I didn’t believe when I saw them roll through St. Louis this summer. 2014 had arrived, and the only one of the four who was playing the part of a productive major leaguer was Gordon. Moustakas was hitting like a Royals shortstop–a much worse insult than saying someone hits like a pitcher–while Butler hit well below his career marks in all the major statistical categories and while Hosmer had turned into a singles-hitting machine.

But they found ways to scratch out runs and win those two games in St. Louis. They made mistakes along the way, but clawed back. It was a reasonable preview of what the Royals did against the Athletics and Angels to start the postseason.
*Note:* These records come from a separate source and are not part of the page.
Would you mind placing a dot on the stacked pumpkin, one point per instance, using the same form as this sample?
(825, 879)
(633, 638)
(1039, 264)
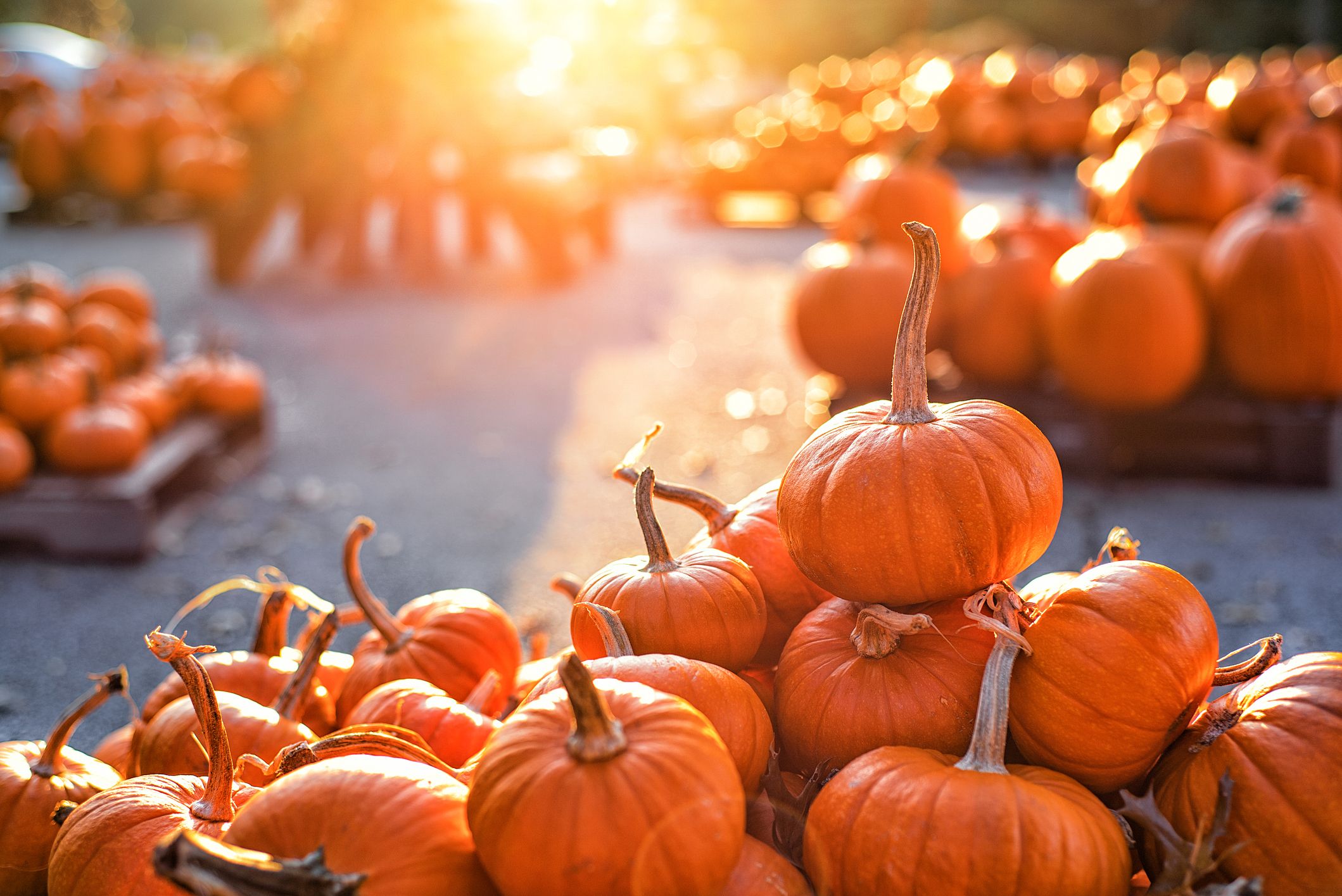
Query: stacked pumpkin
(82, 384)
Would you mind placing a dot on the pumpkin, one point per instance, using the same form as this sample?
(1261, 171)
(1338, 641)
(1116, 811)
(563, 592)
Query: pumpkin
(999, 332)
(15, 457)
(1277, 740)
(902, 820)
(843, 314)
(104, 847)
(99, 438)
(763, 872)
(858, 676)
(1274, 278)
(121, 289)
(35, 392)
(650, 798)
(448, 639)
(725, 699)
(704, 605)
(454, 731)
(1136, 645)
(966, 494)
(747, 530)
(1148, 356)
(35, 776)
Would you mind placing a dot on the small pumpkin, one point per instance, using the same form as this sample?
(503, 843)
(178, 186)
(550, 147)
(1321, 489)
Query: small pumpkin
(35, 777)
(858, 676)
(980, 823)
(704, 605)
(747, 530)
(965, 494)
(583, 754)
(104, 847)
(448, 639)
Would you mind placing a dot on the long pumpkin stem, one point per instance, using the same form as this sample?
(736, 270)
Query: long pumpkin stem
(659, 556)
(880, 628)
(598, 735)
(201, 864)
(716, 513)
(1267, 656)
(909, 381)
(51, 762)
(379, 616)
(218, 802)
(615, 639)
(988, 745)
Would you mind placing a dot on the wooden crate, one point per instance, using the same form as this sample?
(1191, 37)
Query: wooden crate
(1212, 434)
(121, 515)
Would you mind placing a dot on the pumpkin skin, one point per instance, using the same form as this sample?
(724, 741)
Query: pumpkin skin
(747, 530)
(407, 831)
(448, 639)
(920, 542)
(583, 754)
(35, 776)
(837, 699)
(1274, 278)
(704, 605)
(455, 731)
(1277, 738)
(1146, 356)
(1124, 653)
(983, 828)
(726, 700)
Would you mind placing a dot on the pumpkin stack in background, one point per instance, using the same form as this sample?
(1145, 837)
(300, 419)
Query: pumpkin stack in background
(84, 386)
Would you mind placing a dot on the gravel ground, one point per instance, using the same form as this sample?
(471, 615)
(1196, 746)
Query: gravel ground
(477, 424)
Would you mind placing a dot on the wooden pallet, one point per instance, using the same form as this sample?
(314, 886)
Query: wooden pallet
(122, 515)
(1212, 434)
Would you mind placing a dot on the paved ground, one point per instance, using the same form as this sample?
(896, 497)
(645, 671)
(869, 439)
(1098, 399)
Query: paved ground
(478, 424)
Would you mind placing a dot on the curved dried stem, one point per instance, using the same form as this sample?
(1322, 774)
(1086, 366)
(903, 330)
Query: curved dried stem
(909, 381)
(596, 735)
(50, 762)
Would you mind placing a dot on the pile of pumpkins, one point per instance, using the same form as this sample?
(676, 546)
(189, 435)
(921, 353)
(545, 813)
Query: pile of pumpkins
(832, 687)
(84, 388)
(140, 128)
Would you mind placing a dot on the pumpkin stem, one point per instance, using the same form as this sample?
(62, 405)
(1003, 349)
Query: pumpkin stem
(567, 584)
(483, 693)
(880, 628)
(598, 735)
(909, 381)
(218, 802)
(615, 639)
(51, 762)
(1118, 546)
(988, 745)
(379, 616)
(659, 556)
(200, 864)
(714, 512)
(1267, 656)
(293, 700)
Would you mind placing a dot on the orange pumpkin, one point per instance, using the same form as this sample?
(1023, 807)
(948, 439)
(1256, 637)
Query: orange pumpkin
(901, 820)
(925, 531)
(704, 605)
(448, 639)
(583, 754)
(1277, 740)
(35, 777)
(104, 848)
(858, 676)
(1148, 356)
(748, 530)
(1274, 277)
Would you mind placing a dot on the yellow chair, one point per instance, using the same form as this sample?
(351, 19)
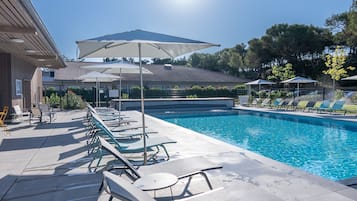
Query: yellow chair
(3, 115)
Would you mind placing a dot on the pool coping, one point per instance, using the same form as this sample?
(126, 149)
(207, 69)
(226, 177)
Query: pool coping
(332, 190)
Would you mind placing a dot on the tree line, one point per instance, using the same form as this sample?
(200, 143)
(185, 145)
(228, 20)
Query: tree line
(298, 48)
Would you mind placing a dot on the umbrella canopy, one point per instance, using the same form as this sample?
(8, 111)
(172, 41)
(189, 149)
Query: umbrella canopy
(117, 68)
(259, 82)
(97, 78)
(299, 80)
(153, 45)
(139, 44)
(351, 78)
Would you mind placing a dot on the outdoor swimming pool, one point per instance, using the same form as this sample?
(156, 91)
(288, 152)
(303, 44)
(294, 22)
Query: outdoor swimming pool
(320, 146)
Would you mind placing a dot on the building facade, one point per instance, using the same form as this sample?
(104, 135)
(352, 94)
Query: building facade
(25, 46)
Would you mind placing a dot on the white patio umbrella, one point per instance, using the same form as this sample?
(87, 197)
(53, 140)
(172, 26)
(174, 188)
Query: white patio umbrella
(350, 78)
(117, 68)
(260, 82)
(97, 78)
(299, 80)
(139, 44)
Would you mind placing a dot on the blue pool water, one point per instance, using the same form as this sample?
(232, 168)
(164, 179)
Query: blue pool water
(322, 147)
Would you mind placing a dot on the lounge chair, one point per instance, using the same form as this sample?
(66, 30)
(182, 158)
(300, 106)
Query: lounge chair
(307, 105)
(265, 102)
(291, 105)
(19, 113)
(152, 143)
(46, 111)
(110, 116)
(243, 100)
(182, 168)
(336, 106)
(324, 105)
(3, 115)
(120, 188)
(35, 114)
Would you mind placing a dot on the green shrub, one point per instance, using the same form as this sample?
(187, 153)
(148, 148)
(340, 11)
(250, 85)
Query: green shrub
(192, 96)
(54, 100)
(354, 99)
(72, 101)
(124, 96)
(339, 94)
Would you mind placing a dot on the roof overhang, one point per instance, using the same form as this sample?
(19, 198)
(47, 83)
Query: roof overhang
(23, 34)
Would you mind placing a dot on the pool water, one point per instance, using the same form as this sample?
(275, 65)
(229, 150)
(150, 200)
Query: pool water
(322, 147)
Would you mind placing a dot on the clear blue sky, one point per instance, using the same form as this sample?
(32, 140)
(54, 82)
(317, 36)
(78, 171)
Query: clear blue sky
(225, 22)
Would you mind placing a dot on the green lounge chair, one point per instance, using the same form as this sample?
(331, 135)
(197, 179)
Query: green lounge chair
(324, 105)
(152, 143)
(336, 106)
(181, 168)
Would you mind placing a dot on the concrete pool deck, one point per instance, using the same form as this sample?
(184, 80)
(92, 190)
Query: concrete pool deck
(49, 162)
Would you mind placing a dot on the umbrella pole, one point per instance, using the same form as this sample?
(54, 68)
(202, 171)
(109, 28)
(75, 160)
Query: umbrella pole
(142, 103)
(96, 92)
(119, 107)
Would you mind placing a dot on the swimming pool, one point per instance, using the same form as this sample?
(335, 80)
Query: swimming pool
(322, 147)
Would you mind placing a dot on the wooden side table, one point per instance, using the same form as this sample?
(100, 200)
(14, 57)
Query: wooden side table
(156, 181)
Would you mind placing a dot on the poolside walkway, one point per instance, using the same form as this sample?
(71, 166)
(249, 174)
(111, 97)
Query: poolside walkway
(50, 162)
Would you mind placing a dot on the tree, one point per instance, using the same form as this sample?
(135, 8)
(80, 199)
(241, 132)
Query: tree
(280, 73)
(335, 64)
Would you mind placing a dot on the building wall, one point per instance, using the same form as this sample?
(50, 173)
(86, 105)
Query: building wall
(5, 80)
(25, 83)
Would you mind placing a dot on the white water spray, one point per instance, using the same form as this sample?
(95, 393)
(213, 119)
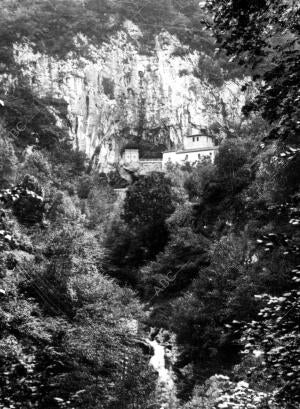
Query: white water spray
(166, 388)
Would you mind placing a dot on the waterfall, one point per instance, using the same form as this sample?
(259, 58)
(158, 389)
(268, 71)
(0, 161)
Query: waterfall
(161, 361)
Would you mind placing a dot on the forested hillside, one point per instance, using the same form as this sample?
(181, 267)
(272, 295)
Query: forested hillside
(184, 294)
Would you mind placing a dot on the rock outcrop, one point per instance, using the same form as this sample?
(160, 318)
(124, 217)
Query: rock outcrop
(117, 92)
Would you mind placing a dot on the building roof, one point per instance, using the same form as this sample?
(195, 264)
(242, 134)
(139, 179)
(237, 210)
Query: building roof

It wasn’t long after that I realized the Royals had a chance. Detroit wasn’t running away with the division, so if enough things went right, they might be able to sneak into the postseason some way.
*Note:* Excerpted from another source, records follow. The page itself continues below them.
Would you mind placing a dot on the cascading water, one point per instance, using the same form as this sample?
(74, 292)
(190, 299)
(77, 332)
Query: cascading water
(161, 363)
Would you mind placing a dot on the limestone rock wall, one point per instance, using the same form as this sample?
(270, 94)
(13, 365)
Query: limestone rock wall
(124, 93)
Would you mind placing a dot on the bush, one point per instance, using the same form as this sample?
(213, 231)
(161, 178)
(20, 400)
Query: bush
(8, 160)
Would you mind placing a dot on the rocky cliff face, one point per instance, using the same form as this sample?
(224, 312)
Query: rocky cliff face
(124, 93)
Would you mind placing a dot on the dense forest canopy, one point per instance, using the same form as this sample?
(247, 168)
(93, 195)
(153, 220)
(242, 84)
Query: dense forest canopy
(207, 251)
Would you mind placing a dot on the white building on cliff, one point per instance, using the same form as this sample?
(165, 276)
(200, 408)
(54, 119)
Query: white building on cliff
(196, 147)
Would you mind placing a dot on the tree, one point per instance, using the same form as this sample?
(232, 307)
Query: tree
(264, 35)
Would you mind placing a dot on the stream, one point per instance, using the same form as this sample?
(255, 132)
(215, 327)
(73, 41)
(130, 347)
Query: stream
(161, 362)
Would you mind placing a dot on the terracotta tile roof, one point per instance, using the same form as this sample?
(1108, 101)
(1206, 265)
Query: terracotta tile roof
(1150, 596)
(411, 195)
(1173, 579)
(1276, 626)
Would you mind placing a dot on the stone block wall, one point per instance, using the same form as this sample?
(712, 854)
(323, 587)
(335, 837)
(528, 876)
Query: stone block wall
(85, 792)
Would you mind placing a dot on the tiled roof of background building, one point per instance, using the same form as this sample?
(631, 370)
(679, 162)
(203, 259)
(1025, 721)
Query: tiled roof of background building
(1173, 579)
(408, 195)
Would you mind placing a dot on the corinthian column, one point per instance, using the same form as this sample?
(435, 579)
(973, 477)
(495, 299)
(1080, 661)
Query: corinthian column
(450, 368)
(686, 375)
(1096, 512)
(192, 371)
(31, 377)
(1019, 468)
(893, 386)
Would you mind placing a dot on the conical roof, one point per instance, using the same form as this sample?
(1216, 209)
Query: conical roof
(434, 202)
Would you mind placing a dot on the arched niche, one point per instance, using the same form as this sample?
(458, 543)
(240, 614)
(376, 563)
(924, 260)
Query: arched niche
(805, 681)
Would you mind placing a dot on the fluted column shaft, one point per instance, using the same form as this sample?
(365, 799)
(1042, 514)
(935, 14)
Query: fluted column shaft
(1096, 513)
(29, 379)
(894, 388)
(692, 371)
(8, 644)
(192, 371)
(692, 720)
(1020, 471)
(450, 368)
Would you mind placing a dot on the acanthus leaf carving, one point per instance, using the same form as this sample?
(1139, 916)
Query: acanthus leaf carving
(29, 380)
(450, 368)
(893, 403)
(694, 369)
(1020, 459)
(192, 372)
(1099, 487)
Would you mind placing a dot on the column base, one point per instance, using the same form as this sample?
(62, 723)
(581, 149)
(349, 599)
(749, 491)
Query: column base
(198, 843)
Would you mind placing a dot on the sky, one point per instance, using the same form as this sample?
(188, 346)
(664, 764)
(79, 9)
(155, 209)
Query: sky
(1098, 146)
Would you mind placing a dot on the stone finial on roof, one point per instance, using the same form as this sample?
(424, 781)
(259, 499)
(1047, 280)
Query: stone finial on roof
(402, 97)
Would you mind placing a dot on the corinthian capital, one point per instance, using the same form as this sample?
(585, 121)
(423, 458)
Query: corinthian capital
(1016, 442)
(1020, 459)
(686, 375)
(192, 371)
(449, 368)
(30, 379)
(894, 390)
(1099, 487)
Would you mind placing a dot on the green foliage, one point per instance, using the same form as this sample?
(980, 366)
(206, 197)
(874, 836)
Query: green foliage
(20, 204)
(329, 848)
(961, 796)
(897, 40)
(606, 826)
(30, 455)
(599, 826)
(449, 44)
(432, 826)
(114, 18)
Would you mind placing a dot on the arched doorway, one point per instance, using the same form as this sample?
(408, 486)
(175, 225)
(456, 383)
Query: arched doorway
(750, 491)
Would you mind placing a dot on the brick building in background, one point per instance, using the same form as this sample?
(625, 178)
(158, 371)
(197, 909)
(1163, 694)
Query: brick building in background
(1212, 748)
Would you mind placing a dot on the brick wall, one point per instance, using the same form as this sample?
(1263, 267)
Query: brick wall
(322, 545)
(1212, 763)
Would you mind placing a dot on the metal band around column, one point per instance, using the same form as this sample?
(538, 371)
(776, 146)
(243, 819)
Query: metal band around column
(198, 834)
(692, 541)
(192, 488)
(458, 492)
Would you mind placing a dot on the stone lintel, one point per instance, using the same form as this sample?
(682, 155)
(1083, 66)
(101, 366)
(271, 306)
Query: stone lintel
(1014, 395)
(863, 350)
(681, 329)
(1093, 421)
I think the difference was something that happened June 30. Desperate for a hitter, the Royals signed the 42-year-old Raul Ibañez. Ibañez was well past his prime, but the Royals had taken a flyer on him back in 2001 and he blossomed. As it turned out, Ibañez didn’t contribute much with his bat, but he told his young teammates, most of whom were still in grade school when he was with the Royals the last time, that the rest of the league thought they were dangerous and they needed to start thinking of themselves the same way.

They went 41-27 after the All-Star break, after racking up a pedestrian 48-46 record before the break. They didn’t catch the Tigers, but they did catch Oakland so they had home-field advantage for the Wild Card game. After 28 years of nothing–they only managed 8 seasons with winning records from 1986 to 2013–that seemed like a nice consolation. As long as they didn’t embarrass themselves in that game, I told myself I’d be happy.

By the 6th inning of that game, they were losing 7-3. So much for not embarrassing themselves. I couldn’t turn the game off though, because it was postseason baseball, sort of. At least it was the closest thing in 29 years, and who knew when I’d ever see that again?

And then in the 8th inning, it turned into the craziest game I’d seen since the Red Sox rallied against the Yankees in the 2004 ALCS. They came back and won in 12 innings.

In a blink of an eye, the team that went 48-46 before the All-Star break had won eight games in a row in the postseason. That brought their postseason winning streak, which included the distant memory of the last three games of the 1985 World Series, to 11–the longest active postseason winning streak in baseball.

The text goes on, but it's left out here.